Working Weekend at Hummelo


    A busy weekend in the Oudolf studio, sorting out pictures and final details for the book I am doing with Piet. I’ve written the text over the last few months, now its the all-important images. Neither of us can remember how many we can use for the book but we’ll sort that out later. There seem an extraordinary number of pictures that Piet constantly looks through on the computer, we have a lot to choose from. Piet’s design work is very intuitive, his mind and thought patterns move fast, my job is to slow things down and clothe key thoughts in words. There are no design secrets, as Piet wants everyone in gardening and landscape to know ‘how to do it’, so the book will have lots of plan excerpts, and we are hoping we can find a way to put the whole plans online or make them available somehow to people who’ve bought the book.
    So, the endless ribbon of the New York High Line (note always to myself, not Highline) winds along the computer screen (a Mac of course), lots of projects in Netherlands now: waterfront in Rotterdam, some private gardens (good that the prophet is recognized in his own country) a park in Stockholm for public housing, a temporary planting at the Serpentine Gallery in London, for the Venice Biennale, a vast private garden on Nantucket. Ideas and new ways of combining plants constantly roll out onto big sheets of paper - there’s a discarded one from the pile by the studio woodstove on the windscreen of my car right now holding off the vicious Dutch frost. Ideas, ideas, ideas, plants, plants, plants. I have to find the words, words, words.

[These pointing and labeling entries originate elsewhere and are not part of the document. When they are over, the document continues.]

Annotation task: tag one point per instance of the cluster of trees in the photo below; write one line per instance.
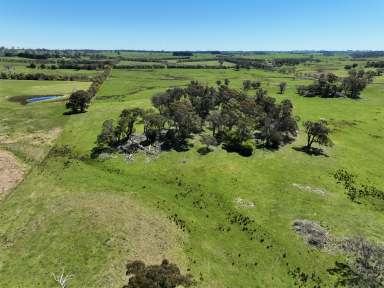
(249, 63)
(170, 66)
(42, 76)
(278, 62)
(367, 54)
(248, 84)
(235, 119)
(317, 132)
(165, 275)
(375, 64)
(182, 54)
(331, 86)
(79, 101)
(44, 54)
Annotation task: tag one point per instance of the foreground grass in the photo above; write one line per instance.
(91, 216)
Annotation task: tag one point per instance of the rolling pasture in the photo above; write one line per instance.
(225, 218)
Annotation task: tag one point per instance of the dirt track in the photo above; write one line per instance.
(11, 171)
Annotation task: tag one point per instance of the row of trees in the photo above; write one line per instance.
(234, 119)
(278, 62)
(66, 65)
(171, 66)
(248, 84)
(79, 101)
(332, 86)
(43, 76)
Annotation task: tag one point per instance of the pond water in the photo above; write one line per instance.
(41, 98)
(33, 99)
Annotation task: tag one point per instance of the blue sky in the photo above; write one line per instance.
(194, 24)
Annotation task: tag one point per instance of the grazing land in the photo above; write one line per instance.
(225, 218)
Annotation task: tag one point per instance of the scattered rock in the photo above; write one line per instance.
(11, 171)
(314, 234)
(306, 188)
(243, 203)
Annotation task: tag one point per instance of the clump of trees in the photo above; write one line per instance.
(317, 132)
(234, 119)
(165, 275)
(248, 84)
(358, 192)
(42, 76)
(365, 265)
(182, 54)
(331, 86)
(282, 87)
(79, 101)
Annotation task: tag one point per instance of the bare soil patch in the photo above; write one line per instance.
(11, 171)
(315, 235)
(307, 188)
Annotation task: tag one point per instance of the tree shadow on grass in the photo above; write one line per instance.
(204, 150)
(68, 113)
(312, 151)
(178, 146)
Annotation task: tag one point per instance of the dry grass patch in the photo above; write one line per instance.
(11, 171)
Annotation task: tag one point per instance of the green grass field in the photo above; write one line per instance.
(90, 217)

    This time I brought along Ye Hang and her husband Jingyu Cai. Ye is one of James Hitchmough’s doctoral students from Sheffield. She wants to translate our books into Chinese, but she has turned out to be so much more, a real third member of the team on picture selection. She has a good eye and is not afraid to speak her mind, the three of us take votes on pictures sometimes and take turns out-voting each other. Piet clearly thinks she is good and its nice to see him listening to her suggestions. Ye is the confident, creative, ambitious, commercial few face of China, full of plans for what she wants to do: a landscape company to do naturalistic planting, teaching, even a nursery in Jingyu’s home town on the North Korean border, where the local flora is apparently fantastic and hardly explored.

view from the kitchen in the annex, Piet took this shot with Pro HDR app on an iphone which enables you to combine 2 shots taken with different light settings so we get to see the view and the remnants of breakfast

    The Oudolf studio is a new brick building, lovely high ceilings, plenty of light and space. There are some additional rooms, which can accommodate guests like us if need be, and a little kitchen - all very much like our own annex building in concept but contemporary rather than eco-. The room I’m staying in has some of Piet and Anja’s collection of Bloomsbury group ceramics and a wonderful Caucasian rug I remember Piet getting as payment of a job many years ago.


    The studio is increasingly becoming inhabited by ‘designer toyz’  - limited edition characters inspired by graffiti, comix, manga and other manifestations of urban street art. A whole new world to me. Its as if here, in the quiet and open countryside of eastern Holland they represent the gritty urban reality of the NYC and Chicago streets where Piet’s planting projects make a real green impact. I half wonder if they come alive when we turn the lights out.